Tymczasem parlament - mówił Rzepliński - nieraz nie dochowuje wskazanego w orzeczeniu TK terminu, co powoduje istotne problemy prawne. Jak tłumaczył, problemy pojawiają się, ponieważ "wystarczy wyjąć jedną niekonstytucyjną cegiełkę, aby zachwiał się cały system".
Dotyczyło to np. wyroku w sprawie opłat za udzielanie koncesji na rozpowszechnianie programów radiowych i telewizyjnych. Sama procedura opłat za koncesje nie budziła wątpliwości TK i nie była przedmiotem kontroli - relacjonował prezes Trybunału. Ustawodawca nie dochował jednak ustawowego standardu ustanowienia wysokości opłaty i te przepisy TK uznał za niekonstytucyjne. Jak zaznaczył Rzepliński, ich usunięcie oznaczało jednak, że cała ustawa nie mogłaby być wykonywana.
Trybunał odroczył więc utratę mocy niekonstytucyjnych przepisów, by dać ustawodawcy czas na wprowadzenie koniecznych zmian. "Ustawodawca zareagował, ale trzy i pół miesiąca po upływie terminu" - powiedział Rzepliński.
W roku 2014 - jak wynika ze sprawozdania - Trybunał odroczył utratę mocy przepisów w 17 werdyktach. Na pięć werdyktów, których termin utraty mocy minął, parlament zmieścił się w czasie w dwóch przypadkach, a spóźnił w trzech. Są też takie wyroki, które od lat nie są wykonywane.
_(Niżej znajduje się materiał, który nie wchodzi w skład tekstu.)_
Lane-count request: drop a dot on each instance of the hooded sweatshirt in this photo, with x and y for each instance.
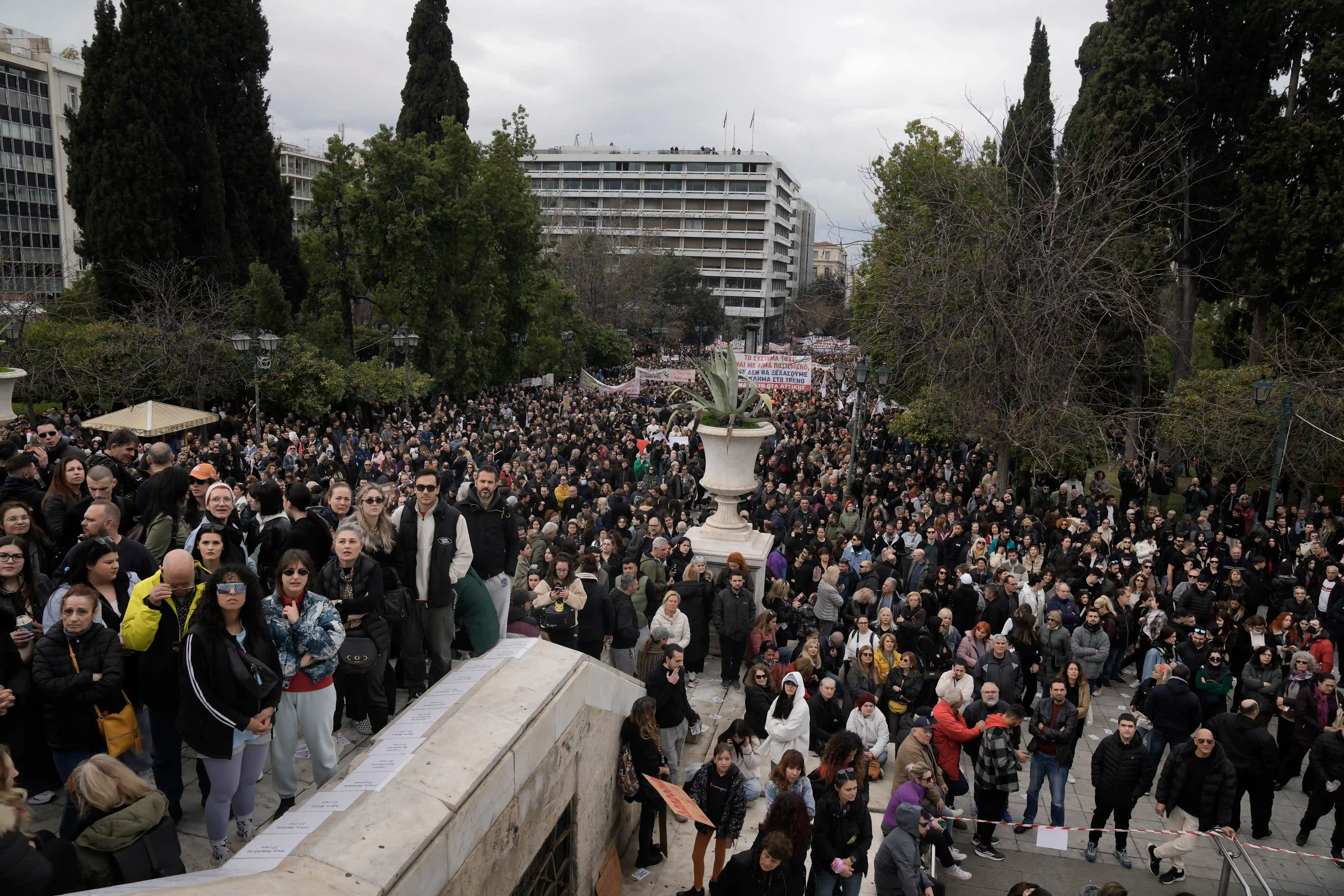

Tymczasem, jak podkreślał Rzepliński, dobra współpraca TK z parlamentem wymaga terminowego dokonywania zmian w prawie zakwestionowanym przez Trybunał.
Prezes TK zwrócił uwagę, że istotna jest tu rola Senatu, do którego należy inicjatywa ustawodawcza w przypadkach przeprowadzenia koniecznych zmian w ustawach uznanych za przez TK za niezgodne z ustawą zasadniczą.